TTFT and p95 Latency for LLMs

LLM latency has two parts. Time to first token (TTFT) is how long the API takes to emit the first byte — determined by queueing, prompt processing, and speculative decoding warmup. Inter-token latency (ITL), or the inverse, tokens per second, determines how long the rest of the response takes.

Why splitting them matters

For a chat UI, TTFT is what users perceive as speed. A 300ms TTFT with 60 tok/s feels instant. A 2s TTFT with 200 tok/s feels broken even though the total time is shorter. Always measure both.

For async jobs (batch summarization, embedding pipelines), total time is what matters; optimize throughput instead.

Typical numbers (April 2026, measured end-user)

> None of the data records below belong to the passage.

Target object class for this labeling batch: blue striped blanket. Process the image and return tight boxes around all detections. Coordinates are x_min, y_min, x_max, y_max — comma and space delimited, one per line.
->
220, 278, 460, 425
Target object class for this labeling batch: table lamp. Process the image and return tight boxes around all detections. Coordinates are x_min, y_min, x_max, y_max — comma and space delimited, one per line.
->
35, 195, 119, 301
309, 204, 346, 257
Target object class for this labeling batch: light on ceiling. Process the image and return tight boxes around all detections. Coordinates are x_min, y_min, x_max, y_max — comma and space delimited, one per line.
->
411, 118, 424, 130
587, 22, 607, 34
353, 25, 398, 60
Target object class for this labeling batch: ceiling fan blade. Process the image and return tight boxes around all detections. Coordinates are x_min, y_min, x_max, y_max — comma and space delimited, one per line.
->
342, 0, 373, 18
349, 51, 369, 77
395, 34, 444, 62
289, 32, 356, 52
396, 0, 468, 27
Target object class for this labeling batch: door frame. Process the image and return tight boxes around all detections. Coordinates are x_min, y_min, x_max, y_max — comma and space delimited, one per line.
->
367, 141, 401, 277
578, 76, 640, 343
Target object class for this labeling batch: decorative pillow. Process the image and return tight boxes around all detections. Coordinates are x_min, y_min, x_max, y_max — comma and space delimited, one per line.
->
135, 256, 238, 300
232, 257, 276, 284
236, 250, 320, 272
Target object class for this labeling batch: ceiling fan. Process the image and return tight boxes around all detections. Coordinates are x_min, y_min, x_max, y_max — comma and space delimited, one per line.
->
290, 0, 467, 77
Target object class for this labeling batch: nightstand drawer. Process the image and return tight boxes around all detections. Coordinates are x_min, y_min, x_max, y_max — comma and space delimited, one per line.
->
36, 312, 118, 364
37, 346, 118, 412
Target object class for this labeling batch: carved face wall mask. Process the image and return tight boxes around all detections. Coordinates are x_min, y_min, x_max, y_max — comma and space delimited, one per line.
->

  • Claude Sonnet 4.6 — p50 TTFT ~500ms, 85 tok/s output.
  • GPT-5 — p50 TTFT ~700ms, 70 tok/s output.
  • DeepSeek V3 via Fireworks — p50 TTFT ~250ms, 140 tok/s.
  • Llama 3.3 70B via Together — p50 TTFT ~200ms, 120 tok/s.
  • Groq/Cerebras — sub-100ms TTFT, 500+ tok/s on supported models.

What inflates TTFT

  • Large uncached prompts. Every 100k tokens of fresh input adds a second or more of prompt processing.
  • Cold model on the provider side. Rare models fall out of residency; first request warms it up.
  • Tool-use loops. Each tool-call round trip adds a full TTFT on both the model side and your server side.
  • Geographic distance. A US-East user hitting a US-West endpoint pays ~80ms of network on every round trip.

What cuts TTFT

  • Prompt caching. Drops prompt-processing to near zero on hits.
  • Streaming. You can't reduce TTFT, but the user sees tokens sooner overall.
  • Route by region. Most providers have regional endpoints; use the closest.
  • Prefer speculative-decoding providers (Fireworks, Together) for open models.

Failure modes

  • p95 blindness. Your p50 is 400ms; your p95 is 8 seconds because 5% of requests hit a rate-limit retry path. Users feel p95, not p50.
  • Streaming broken by proxies. A corporate proxy buffers the response and TTFT jumps to total-response time. Test from real client networks.
  • Silent model downgrade. Provider rolls out a new serving stack, ITL drops 40%. Without alerting you miss it for weeks.

When NOT to optimize

Background jobs and nightly analytical pipelines do not need sub-second TTFT. Trade latency for cost by using batch APIs and larger prompt sizes.